Am Ende bleibt freilich wieder die Frage offen, die über weiten Passagen des Buches schwebt: Kommt der eigentliche Anstifter auch diesmal ungeschoren davon? Eine Frage, die auf durchaus bedrohliche Weise am Ende offen bleibt. Womit Sturm ja schon einmal das Warten auf den fünften Band seiner Dresden-Krimis eröffnet hat. Der sich mit ziemlicher Sicherheit um dieselben dostojewskischen Fragen drehen wird, wo in unserer Welt eigentlich die Grenzen zwischen Verbrechen und Moral verlaufen und wo sich der Glaube ans große Ich verwandelt in die wilde Lust am Zerstören und Töten.

Da wird die Arbeit von Polizisten und Polizistinnen nicht einfacher.
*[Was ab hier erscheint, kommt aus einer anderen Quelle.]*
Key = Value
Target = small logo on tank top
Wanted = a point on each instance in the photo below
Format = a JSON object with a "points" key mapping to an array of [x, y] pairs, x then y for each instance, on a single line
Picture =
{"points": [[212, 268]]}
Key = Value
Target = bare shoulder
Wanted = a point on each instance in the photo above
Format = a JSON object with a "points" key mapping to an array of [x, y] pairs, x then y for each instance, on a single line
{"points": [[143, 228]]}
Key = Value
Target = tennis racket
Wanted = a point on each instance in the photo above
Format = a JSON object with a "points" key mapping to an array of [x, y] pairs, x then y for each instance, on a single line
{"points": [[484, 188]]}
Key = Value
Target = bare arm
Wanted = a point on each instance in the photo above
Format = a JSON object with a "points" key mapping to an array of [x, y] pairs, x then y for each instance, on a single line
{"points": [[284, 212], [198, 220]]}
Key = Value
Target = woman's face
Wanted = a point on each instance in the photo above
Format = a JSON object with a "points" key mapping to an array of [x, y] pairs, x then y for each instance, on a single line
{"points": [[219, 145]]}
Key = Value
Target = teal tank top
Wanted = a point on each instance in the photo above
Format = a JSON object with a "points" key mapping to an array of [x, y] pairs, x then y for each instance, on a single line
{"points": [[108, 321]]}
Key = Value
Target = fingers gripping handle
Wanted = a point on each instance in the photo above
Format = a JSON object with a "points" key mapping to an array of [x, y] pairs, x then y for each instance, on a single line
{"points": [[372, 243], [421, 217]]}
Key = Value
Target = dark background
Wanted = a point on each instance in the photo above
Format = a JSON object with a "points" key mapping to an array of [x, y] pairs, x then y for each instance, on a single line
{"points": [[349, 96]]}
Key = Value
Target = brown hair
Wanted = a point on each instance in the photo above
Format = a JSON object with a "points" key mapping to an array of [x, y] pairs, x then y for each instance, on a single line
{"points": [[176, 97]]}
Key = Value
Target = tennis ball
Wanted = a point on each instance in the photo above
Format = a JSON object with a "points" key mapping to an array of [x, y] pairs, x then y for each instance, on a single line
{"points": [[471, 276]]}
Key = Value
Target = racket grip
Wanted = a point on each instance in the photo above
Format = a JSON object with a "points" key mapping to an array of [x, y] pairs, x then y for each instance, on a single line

Und Autoren wie Andreas M. Sturm können sich fast wie beiläufig den moralischen Fragen der Gegenwart widmen, wo durchaus immer offener die Frage gestellt wird, ob wir uns moralische Skrupel „überhaupt noch leisten dürfen“, wo doch „der Markt“ ganz andere Spielregeln hat und jedes Menschenleben dort taxiert wird auf Heller und Pfennig? So gesehen stellt ausgerechnet das Böse im Krimi die Frage aller Fragen. Nur die Antworten sind nicht immer ganz einfach und auch nicht immer leicht zu verdauen.

Andreas M. Sturm: Trauma, fhl Verlag, Leipzig 2016, 13 Euro.